I had the pleasure of collaborating with American/Brazilian dancer Abel Coelho July 6, at What the Dickens.
This blog was how we met.
I wrote about a Dairakudakan Butoh workshop, which Abel took part in.
He left a nice comment about the entry.
And our correspondence began.
He is in Japan again this summer.
We met at Ebisu station near the statute of the god.
We walked over to What the Dickens, then did this together.
Pretty good for two people who just met.
The MC who introduces us at the beginning of the video is poet Tomas.
A movie about a summer dance workshop led by Dairakudakan.
Metamorphosis is probably the most exciting event to witness, and that’s exactly what happens in “The Naked Summer,” a film that documents what happens to about 30 youngsters who take a Butoh dance workshop led by Akaji Maro of Dairakudakan in Hakuba, Nagano Prefecture, in 2003.
They jog, cook meals, giggle.
But something extraordinary is about to happen.
Exercises in Butoh are designed to teach the novice the methodology of the dance by confronting those Butoh moments of existence.
Tatsumi Hijikata, the founder of Butoh, is supposed to have said that Butoh is the dance of a corpse.
Students of Butoh were told, as the legend goes, to become a horse, or become a dog, or feel as though their body were covered with ants, and question why your head should be on top of your neck, to achieve the slow, tense and jagged movements that characterize Butoh _ the self-proclaimed antithesis to Western dance.
Watching the youngsters tackle the assignments is fascinating:
_ Feel the space around your body, touching every fingertip, air moving like gel.
_ Sense a tragic accidental moment, even something minor striking, like a splinter piercing your foot.
_ Run and keep laughing.
_ Walk slowly, sliding your feet across the ground, while keeping your head level.
They practice and practice with a passion that’s laughable in its purity. They grimace, stretching and squeezing their facial muscles. They squirm on the floor like worms. They flap their arms, bend their bodies repeatedly, they do lifts until their backs hurt.
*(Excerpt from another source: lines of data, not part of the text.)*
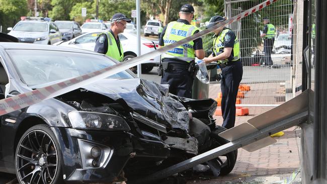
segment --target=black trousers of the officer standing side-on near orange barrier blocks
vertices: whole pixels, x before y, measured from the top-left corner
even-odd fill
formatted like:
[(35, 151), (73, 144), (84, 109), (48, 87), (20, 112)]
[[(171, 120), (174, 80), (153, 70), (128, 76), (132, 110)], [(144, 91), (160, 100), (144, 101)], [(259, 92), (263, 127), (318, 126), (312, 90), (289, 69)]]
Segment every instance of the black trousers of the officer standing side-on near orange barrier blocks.
[(243, 75), (242, 63), (240, 61), (231, 61), (227, 66), (221, 68), (221, 73), (223, 75), (220, 82), (222, 94), (222, 126), (230, 129), (235, 125), (235, 104), (239, 82), (241, 81)]

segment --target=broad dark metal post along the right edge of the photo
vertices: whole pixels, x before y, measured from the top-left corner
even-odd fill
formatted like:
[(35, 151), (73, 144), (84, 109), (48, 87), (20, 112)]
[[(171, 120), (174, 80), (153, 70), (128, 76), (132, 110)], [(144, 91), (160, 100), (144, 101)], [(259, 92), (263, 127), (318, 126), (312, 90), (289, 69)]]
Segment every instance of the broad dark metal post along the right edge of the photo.
[(314, 137), (313, 137), (313, 182), (326, 183), (326, 110), (327, 103), (327, 59), (326, 45), (327, 25), (325, 18), (327, 16), (327, 1), (316, 1), (316, 47), (314, 60), (316, 64), (315, 69), (315, 84), (314, 84)]

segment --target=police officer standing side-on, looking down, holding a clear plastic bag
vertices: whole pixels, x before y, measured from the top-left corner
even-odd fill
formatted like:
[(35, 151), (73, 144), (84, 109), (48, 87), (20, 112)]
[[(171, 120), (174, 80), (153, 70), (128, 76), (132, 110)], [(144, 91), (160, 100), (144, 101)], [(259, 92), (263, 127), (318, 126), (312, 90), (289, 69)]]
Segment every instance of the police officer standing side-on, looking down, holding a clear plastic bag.
[[(213, 16), (207, 28), (225, 21), (221, 16)], [(203, 58), (206, 63), (217, 61), (221, 68), (221, 112), (222, 126), (230, 129), (235, 124), (236, 96), (239, 82), (242, 79), (243, 68), (239, 57), (239, 43), (233, 31), (226, 27), (220, 27), (214, 31), (213, 53)]]

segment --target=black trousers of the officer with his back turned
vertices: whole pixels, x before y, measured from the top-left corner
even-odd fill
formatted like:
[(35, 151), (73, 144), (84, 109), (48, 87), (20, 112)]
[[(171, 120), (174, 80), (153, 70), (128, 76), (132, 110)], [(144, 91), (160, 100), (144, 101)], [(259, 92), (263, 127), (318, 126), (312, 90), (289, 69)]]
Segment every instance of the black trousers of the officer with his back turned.
[[(169, 62), (169, 61), (163, 61)], [(179, 97), (192, 98), (193, 76), (185, 61), (169, 62), (169, 68), (163, 71), (161, 84), (169, 84), (169, 92)]]

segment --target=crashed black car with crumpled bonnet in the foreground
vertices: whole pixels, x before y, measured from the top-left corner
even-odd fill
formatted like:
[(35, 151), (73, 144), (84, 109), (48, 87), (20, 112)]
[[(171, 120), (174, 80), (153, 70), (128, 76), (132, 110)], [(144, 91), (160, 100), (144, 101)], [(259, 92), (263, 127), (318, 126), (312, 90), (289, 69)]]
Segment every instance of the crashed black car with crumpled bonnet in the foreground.
[[(24, 43), (0, 43), (0, 58), (0, 99), (116, 64), (91, 51)], [(1, 116), (0, 171), (19, 183), (133, 182), (228, 143), (212, 118), (216, 107), (121, 71)], [(225, 175), (236, 156), (205, 164)]]

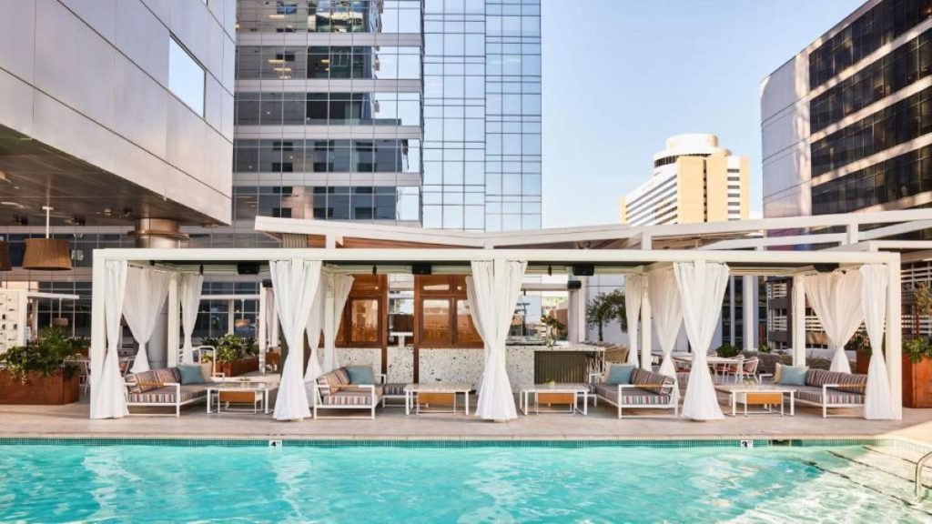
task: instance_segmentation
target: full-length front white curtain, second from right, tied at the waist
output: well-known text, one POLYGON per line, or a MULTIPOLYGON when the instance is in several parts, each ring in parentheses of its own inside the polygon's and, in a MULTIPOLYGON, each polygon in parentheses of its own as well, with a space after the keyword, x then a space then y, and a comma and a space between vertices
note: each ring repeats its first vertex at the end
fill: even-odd
POLYGON ((721 300, 728 285, 728 266, 705 260, 676 262, 673 272, 677 277, 686 336, 692 344, 692 369, 683 398, 683 417, 694 421, 723 419, 706 365, 706 352, 719 322, 721 300))

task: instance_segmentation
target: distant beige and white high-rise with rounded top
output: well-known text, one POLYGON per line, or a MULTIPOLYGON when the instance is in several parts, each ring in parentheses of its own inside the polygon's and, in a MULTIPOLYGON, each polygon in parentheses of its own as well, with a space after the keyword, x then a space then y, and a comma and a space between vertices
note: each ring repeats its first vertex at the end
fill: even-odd
POLYGON ((714 134, 678 134, 653 157, 653 176, 621 200, 623 224, 741 220, 748 215, 747 157, 714 134))

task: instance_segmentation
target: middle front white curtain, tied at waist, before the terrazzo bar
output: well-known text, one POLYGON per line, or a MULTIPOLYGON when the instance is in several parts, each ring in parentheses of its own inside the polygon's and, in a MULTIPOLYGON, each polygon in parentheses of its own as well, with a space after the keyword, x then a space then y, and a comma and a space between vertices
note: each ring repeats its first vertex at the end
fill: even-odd
POLYGON ((466 278, 470 314, 485 345, 485 365, 475 408, 475 415, 483 419, 517 418, 505 368, 505 340, 527 268, 527 262, 478 260, 473 261, 473 275, 466 278))

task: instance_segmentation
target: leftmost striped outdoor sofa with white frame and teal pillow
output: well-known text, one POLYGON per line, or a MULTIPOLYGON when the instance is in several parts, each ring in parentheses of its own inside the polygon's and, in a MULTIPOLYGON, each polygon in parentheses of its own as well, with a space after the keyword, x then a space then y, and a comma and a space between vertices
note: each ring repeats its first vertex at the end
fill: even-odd
POLYGON ((211 384, 210 380, 202 384, 182 384, 177 367, 130 373, 124 382, 128 407, 174 407, 175 417, 181 416, 182 406, 206 400, 211 384))

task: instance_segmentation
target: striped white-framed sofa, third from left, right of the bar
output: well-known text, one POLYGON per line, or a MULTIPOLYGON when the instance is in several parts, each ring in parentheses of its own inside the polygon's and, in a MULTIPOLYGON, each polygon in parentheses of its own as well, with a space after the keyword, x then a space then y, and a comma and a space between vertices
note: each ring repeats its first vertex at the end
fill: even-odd
MULTIPOLYGON (((629 384, 592 384, 592 392, 598 401, 609 403, 618 408, 618 418, 622 418, 622 410, 627 408, 642 409, 673 409, 674 418, 679 416, 678 394, 676 381, 654 373, 647 369, 636 368, 631 373, 629 384)), ((648 417, 649 415, 640 415, 648 417)))

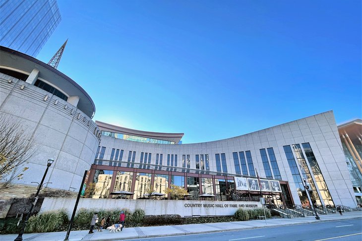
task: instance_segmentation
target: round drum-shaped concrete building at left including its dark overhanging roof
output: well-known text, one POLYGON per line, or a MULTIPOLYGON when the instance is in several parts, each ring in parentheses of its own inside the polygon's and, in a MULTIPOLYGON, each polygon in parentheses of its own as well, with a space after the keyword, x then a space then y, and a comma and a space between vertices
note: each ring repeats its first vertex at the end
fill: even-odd
POLYGON ((36 185, 48 159, 49 188, 79 188, 93 163, 101 132, 92 121, 90 96, 57 69, 21 52, 0 47, 0 114, 20 123, 33 138, 29 169, 17 184, 36 185))

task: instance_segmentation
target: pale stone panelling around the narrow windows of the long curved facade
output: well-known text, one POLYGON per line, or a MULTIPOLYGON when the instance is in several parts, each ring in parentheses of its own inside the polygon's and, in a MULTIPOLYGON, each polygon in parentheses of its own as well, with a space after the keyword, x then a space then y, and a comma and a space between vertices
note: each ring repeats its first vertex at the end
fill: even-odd
MULTIPOLYGON (((104 156, 105 160, 110 159, 112 148, 116 148, 124 150, 123 161, 127 161, 128 151, 136 151, 135 162, 138 163, 141 152, 152 153, 151 164, 156 164, 156 154, 162 153, 163 165, 167 163, 167 154, 177 154, 178 167, 182 167, 182 155, 189 154, 191 169, 196 169, 196 154, 208 154, 210 171, 213 172, 217 171, 215 154, 225 153, 228 173, 231 174, 236 174, 233 152, 249 150, 254 167, 258 170, 260 177, 266 177, 266 175, 259 149, 273 147, 282 180, 289 182, 295 203, 301 204, 283 146, 301 145, 302 143, 310 144, 334 203, 356 207, 357 203, 352 182, 333 111, 327 111, 250 134, 214 142, 161 145, 131 142, 102 136, 100 145, 107 147, 104 156)), ((305 153, 303 155, 306 158, 305 153)), ((269 156, 268 159, 270 161, 269 156)), ((297 160, 296 156, 295 159, 297 160)))

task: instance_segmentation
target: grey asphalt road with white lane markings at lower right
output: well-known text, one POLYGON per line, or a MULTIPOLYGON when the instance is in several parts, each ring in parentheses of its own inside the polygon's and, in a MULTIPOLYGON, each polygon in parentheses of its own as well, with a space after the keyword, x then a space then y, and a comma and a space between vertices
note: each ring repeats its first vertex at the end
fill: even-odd
MULTIPOLYGON (((226 224, 227 225, 227 224, 226 224)), ((361 241, 362 218, 140 241, 361 241)))

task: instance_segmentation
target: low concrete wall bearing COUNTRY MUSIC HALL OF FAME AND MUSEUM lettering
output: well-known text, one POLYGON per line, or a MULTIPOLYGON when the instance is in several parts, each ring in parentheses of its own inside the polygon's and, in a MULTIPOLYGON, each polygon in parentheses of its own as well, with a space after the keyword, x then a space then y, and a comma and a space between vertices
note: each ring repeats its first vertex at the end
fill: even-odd
MULTIPOLYGON (((68 217, 74 209, 75 198, 53 198, 46 197, 44 199, 40 213, 51 210, 66 210, 68 217)), ((189 200, 144 200, 144 199, 92 199, 81 198, 78 208, 86 208, 89 210, 121 210, 128 208, 130 211, 142 209, 146 215, 159 214, 179 214, 182 217, 192 215, 234 215, 239 208, 256 208, 262 207, 259 202, 243 202, 243 201, 189 201, 189 200), (231 206, 232 205, 232 206, 231 206)))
They collapse on the floor in exhaustion.
But in the act of doing, zenlike, they become Butoh dancers.
The weeklong workshop culminates in an evening performance at an outdoor theater.
When the boys get their heads and eyebrows shaved off, the transformation is almost complete.
The youngsters cut cloth, using patterns, and sew bikini panties _ the sole items of costuming.
By the time they nervously don makeup, painting their bodies with gold paint, they are already strangers, animals from hell trapped in sinewy bodies of Buddhas.
The movie juxtaposes footage of the professional troupe’s performances with scenes from the workshop.
And that’s an eye-opener.
Having watched the novices struggle akwwardly with the simplest Butoh moves that we have seen so often performed effortlessly by the professionals, we now appreciate with more intensity the experienced dancers’ chiseled bodies and controlled movements.
Maro’s body at 60 has never been so stunningly beautiful as we watch him smile, crack jokes, lecture and gaze on with wisdom at those who are trying to take up this legacy of Japanese postwar art.
We know he knows he is running out of time to leave that understanding to the young, and we witness Maro’s recognition of his inevitable death and his sense of urgency.
We are also struck by how unique, definitive and awesome Butoh is as an art form and how it is relevant to the world today and the future these youngsters inherit.
Still, the movie, directed by Kenji Okabe, intentionally doesn’t bother to give the participants’ names, backgrounds.
They are blurs of faces.
They came and they lived a week as Butoh dancers and they will never be the same.
That’s the story this movie wants to tell.
A regular documentary might have gone back, asking some of them for a reaction, demonstrating their return to the everyday.
Instead, the movie simply shows another summer has come _ jogging and exercising under the sunlight is another batch of kids who has come to be reborn as Butoh dancers.